Dave Koza, left, and Dale Mammen check temperatures in the turkey department as preparation heats up this morning for Thursday’s Neighbor to Neighbor Thanksgiving dinner at the Presbyterian Friendship Center in La Grande. CHRIS BAXTER - The Observer
One flight of stairs leads to the basement of the Presbyterian Church at 1308 Washington Ave.
The 25 to 30 people who walked down this flight during a late November afternoon two decades ago helped give wings to what is now a cherished tradition in La Grande — the annual Neighbor to Neighbor community Thanksgiving dinner.
The dinner started unceremoniously about 20 years ago when 25 to 30 people who did not have family members in town they could dine with, met for Thanksgiving dinner in the basement of the Presbyterian Church. Afterwards they all went roller skating at a rink in La Grande, which has since closed.
The community members had such a good time that day that they continued meeting for dinner each Thanksgiving Day.
The dinner has since grown and evolved to the point that today between 200 and 250 people come for the turkey day dinner each year at the Presbyterian Friendship Center, 1204 Spring St. A chapter will be added to the tradition on Thursday when another free community Thanksgiving dinner is served. The meal, to be provided by Neighbor to Neighbor Ministries, will be offered between noon and 1 p.m. at the Presbyterian Friendship Center.
Each year a broad cross section of the community is represented at the dinner.
“It is not just for the low income and elderly. It is for everybody,’’ said Donna Fuhrman, who helped start the dinner two decades ago and continues to help put it on with assistance from her husband, Lowell.
The primary leaders of this year’s dinner are Dale and Ginny Mammen and David and Zee Koza.

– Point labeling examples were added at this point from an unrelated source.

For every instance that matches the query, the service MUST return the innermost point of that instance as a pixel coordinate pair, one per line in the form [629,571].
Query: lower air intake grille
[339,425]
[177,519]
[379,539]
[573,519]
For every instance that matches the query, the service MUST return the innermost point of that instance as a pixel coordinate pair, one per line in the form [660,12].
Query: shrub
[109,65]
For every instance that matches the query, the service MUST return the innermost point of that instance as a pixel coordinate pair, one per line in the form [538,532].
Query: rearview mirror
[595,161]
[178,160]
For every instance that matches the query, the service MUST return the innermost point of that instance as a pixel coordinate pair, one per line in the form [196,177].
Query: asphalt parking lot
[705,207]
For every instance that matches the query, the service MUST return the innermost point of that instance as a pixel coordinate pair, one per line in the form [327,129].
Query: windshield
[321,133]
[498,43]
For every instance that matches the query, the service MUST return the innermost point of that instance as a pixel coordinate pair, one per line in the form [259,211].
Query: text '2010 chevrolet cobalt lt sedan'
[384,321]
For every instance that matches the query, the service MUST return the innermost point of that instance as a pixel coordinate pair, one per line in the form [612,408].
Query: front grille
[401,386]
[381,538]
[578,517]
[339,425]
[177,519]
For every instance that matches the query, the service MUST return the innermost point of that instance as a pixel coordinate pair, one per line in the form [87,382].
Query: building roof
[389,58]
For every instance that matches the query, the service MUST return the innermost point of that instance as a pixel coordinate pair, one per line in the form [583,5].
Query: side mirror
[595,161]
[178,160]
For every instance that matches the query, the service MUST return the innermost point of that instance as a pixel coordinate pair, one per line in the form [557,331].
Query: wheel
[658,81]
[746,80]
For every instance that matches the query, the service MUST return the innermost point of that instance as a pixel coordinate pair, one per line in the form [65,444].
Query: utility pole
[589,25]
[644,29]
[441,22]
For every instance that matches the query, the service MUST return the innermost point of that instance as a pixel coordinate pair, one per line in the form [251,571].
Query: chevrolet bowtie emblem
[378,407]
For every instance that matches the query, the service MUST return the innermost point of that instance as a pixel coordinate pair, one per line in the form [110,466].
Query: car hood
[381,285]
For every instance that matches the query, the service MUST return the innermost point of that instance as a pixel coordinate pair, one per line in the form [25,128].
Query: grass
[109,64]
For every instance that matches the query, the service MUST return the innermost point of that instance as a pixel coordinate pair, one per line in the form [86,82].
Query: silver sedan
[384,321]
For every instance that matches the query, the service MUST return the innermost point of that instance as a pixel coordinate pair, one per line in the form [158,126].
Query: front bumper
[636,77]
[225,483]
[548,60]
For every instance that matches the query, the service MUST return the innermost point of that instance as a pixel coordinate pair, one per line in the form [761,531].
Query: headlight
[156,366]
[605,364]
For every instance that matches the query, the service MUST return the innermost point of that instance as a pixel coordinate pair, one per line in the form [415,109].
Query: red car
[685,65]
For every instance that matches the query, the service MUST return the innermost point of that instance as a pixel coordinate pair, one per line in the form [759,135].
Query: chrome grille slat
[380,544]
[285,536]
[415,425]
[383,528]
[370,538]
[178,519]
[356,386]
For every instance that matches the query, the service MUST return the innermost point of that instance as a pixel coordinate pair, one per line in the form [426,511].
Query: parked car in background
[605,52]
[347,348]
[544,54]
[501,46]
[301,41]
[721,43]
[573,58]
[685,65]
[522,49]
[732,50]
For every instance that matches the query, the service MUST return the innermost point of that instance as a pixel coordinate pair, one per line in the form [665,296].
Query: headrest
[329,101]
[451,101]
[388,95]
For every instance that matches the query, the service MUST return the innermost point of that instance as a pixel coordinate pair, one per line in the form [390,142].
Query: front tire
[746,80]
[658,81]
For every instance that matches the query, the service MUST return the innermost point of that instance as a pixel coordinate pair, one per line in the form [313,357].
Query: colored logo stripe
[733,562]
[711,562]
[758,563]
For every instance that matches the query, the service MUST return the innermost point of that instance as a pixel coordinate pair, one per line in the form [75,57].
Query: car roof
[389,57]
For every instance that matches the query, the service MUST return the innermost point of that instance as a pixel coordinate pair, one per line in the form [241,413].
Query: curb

Everyone attending will have a chance to enjoy turkey, ham, mashed potatoes, green beans, fruit salad, rolls and pumpkin pie. Turkey and ham will be served. The rest of the meal will be available via a buffet.
Diners will be able to come back for as many extra helpings as they want.
Between 12 to 13 local churches that are a part of Neighbor to Neighbor Ministries come together to prepare and serve the community meals each year.
“These churches are our backbone,’’ said Fuhrman, who emphasized that many volunteers also play a large role in the program.
The Thanksgiving Day meal is one of three community dinners Neighbor to Neighbor Ministries serves each year in La Grande. The other meals are served at Christmas and Easter. Neighbor to Neighbor took over the community meal program at least 15 years ago.